Wednesday, September 29, 2010

Brainstem's the only way to stop em

Every morning when I leave my house I am accosted by a group of about one hundred children. This is a difficult thing to describe in terms of enjoyment. That is to say, do I like being accosted by one hundred children every morning? Someone taught them all to say “ta ta!” to any white person they saw, and having one hundred small children wave frantically at you and scream “ta ta!” in unison is a heart meltingly adorable thing.

As their curiosity grew they would approach me, at first only the brash/stupid ones that Darwinian selection would get if only society were not here to stop them from poking snakes or crawling into dark caves (the ones that either die young or grow up to be Bear Grylls). When one finally got the courage to hold my hand I did what any man would do, I started roaring like a lion while picking them up and pretending to eat them. They were at first terror-stricken, but after a few thrilling moments of the white hot, blinding fear that only a child can feel they began to actually want to be picked up. A few of them developed the unfortunate tendency to try to eat me back. Since then leaving my house has become something of an issue.

Every morning I am quite literally blockading by one hundred screaming children. They lock onto my legs, weigh down my arms, climb up me like a tree—and while at first my lion gig was good enough to get rid of them they now think its rip-roaringly hilarious. My threats to kill them are lost because these children are too young to speak Portuguese, and while my shitswa is good enough to scream “go away!” at them it has no effect. So I do what any man would do, I run away.

So for the last month or so you will see me leaving my yard dressed in a button down collared shirt, slacks and dress shoes, cradling my man-purse as I run as fast as I can past a pursuing mass of crazed children. It’s a lot like 28 Days Later only I can’t shoot them.

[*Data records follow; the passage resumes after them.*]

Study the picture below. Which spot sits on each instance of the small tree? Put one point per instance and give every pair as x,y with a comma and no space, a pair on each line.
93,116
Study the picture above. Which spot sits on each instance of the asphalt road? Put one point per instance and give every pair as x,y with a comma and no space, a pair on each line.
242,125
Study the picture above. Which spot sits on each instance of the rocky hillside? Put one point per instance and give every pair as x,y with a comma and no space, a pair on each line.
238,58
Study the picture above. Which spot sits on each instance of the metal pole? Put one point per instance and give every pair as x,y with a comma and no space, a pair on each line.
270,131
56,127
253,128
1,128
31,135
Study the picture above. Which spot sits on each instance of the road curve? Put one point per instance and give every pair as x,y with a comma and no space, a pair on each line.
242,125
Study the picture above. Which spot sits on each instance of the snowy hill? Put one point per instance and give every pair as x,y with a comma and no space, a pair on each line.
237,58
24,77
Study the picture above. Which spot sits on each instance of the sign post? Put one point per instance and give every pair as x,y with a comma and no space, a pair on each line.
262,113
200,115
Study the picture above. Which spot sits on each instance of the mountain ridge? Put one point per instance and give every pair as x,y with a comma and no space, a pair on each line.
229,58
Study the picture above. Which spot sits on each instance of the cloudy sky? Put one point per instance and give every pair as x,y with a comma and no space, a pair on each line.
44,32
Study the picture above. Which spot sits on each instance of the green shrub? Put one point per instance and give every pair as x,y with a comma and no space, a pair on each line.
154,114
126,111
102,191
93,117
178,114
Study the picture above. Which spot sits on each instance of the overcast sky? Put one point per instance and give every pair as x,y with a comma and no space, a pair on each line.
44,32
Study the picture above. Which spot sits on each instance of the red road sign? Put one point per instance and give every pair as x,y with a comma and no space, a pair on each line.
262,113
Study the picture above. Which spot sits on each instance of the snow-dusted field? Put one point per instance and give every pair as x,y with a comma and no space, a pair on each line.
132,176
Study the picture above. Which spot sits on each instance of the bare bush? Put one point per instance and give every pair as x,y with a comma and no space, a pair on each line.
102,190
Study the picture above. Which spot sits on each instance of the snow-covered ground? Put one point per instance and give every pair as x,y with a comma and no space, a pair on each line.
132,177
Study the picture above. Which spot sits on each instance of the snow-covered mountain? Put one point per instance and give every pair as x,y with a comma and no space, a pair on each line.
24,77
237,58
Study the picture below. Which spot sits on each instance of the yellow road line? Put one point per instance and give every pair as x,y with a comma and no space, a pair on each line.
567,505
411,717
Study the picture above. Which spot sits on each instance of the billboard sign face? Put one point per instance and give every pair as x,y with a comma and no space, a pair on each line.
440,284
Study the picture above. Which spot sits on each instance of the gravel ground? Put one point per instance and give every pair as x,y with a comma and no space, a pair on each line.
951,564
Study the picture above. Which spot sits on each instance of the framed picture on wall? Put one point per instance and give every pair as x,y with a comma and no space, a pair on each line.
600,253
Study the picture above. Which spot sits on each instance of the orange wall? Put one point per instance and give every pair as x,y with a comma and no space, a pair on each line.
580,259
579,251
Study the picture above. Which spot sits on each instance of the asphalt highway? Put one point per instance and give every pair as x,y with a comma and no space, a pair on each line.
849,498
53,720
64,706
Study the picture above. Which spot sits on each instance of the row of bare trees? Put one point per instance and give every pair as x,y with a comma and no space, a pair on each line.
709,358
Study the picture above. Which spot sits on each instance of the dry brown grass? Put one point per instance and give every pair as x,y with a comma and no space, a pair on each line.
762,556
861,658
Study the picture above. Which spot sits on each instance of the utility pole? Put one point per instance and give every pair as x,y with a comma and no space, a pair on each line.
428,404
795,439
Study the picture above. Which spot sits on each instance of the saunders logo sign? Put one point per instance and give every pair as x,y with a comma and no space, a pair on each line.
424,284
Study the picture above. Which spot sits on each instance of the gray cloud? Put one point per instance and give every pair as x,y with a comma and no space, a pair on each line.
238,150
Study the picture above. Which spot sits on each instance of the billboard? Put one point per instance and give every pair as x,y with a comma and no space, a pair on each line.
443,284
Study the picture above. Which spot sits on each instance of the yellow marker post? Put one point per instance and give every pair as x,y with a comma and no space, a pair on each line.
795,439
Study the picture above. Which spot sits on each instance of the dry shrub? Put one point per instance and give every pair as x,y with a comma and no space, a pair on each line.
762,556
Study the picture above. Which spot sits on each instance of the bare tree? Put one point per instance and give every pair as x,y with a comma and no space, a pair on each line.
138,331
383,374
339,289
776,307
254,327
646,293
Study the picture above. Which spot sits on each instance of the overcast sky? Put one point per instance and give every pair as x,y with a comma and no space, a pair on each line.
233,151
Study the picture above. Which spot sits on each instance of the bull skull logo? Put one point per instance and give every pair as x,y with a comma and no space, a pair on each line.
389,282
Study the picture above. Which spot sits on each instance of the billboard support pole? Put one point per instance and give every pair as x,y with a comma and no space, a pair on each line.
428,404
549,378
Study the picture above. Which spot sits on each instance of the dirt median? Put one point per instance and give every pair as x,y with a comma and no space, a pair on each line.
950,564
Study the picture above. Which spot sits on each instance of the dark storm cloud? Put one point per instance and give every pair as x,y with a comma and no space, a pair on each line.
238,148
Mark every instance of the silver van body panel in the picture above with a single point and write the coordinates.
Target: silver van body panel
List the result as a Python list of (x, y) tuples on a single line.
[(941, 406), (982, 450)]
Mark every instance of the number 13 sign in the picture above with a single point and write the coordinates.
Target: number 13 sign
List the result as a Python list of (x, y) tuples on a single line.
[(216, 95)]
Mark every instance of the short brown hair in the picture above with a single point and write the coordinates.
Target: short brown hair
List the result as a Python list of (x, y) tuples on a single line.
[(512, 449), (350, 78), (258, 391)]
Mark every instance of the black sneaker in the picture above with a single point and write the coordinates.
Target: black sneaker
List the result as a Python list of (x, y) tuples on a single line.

Tuesday, September 7, 2010

Riots in Maputo

The last week has seen some violence in Mozambique. Rises in the prices of basic goods in conjunction with a food shortage (due I believe to a drought in Russia or some such whatever) have caused large protests, which some crazy kids took as an opportunity to riot and loot, and unfortuntely lead some police officers to use live rounds on rioters/protesters killing between 7 and 13 people, depending on the report. The protests did spread to some other metropolitan areas of Mozambique, and in the city of Chimoio some reports said 3 more were killed.

Now despite all that my life has changed not at all. My community has not been affected in the slightest by these problems. In fact when my mother called she knew quite a bit more about it than I did. The peace corps volunteers here in Moz are in no danger of any kind, though the Peace Corps has taken precautions and restricted our travel to keep tabs on us just in case.

Reports of jeeps full of police rolling the streets of Maputo armed with AK47s calls to mind dark times in this countrys past, so worry over the violence in the international news is no surprise. It is also a tragedy that police used live rounds, or that some protesters chose to riot. That being said, the effects of all of this have been quite small. Though in the coming weeks we'll see what rising food prices does to my community.

So it's relatively all good in the hood.